The poem is permeated with the idea of ​​the triumph of justice over tyranny, arbitrariness and evil, and only the strength of the spirit and faith in good can bring happiness to the earth.

Overall, “The Knight in Tiger Skin” is an enthusiastic hymn to freedom and true sublime earthly love. Another ideological line of the poem is patriotism, as a condemnation of feudal strife and separatist aspirations of the nobility, and vice versa, the value of a reasonable life worthy of a noble person. The heroes of the poem are not afraid of death. False knights, cowardly would-be warriors, vile cowards and traitors, flatterers and hypocrites are branded with shame in the poem.

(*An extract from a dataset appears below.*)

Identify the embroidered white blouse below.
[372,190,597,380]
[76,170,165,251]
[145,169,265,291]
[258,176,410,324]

The plot of the poem “The Knight in the Skin of a Tiger” has some plot similarities with Western European novels about knights and with Eastern epic poems of the Middle Ages, but in general it is an absolutely independent work by Rustaveli. As a humanist, the poet extols personal freedom, freedom of thought and feelings, and speaks a lot about the value of human life, created not by fate, but by people themselves.

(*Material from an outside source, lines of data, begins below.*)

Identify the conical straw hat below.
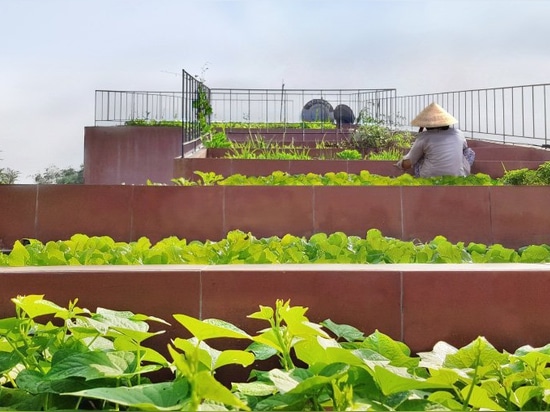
[411,102,458,127]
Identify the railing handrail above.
[95,79,550,146]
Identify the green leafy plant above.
[0,295,169,410]
[500,162,550,186]
[201,130,233,149]
[367,149,403,161]
[4,229,550,267]
[4,295,550,411]
[336,149,363,160]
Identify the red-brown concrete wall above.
[0,185,550,248]
[84,126,182,184]
[0,264,550,360]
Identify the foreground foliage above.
[167,170,502,186]
[0,229,550,266]
[0,295,550,411]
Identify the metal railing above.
[211,87,396,128]
[370,84,550,147]
[94,90,183,126]
[95,78,550,148]
[94,86,396,126]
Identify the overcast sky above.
[0,0,550,183]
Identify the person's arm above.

The significant value of Rustaveli's work is that he raised Georgian poetry as a whole to a great height, and also became the ancestor of the new Georgian literary language, thanks to the elegant poetic word and style of the poem.
“The Knight in the Tiger’s Skin” is an unsurpassed example of ancient Georgian poetry, which has entered world literature and is ranked among the world’s greatest epics.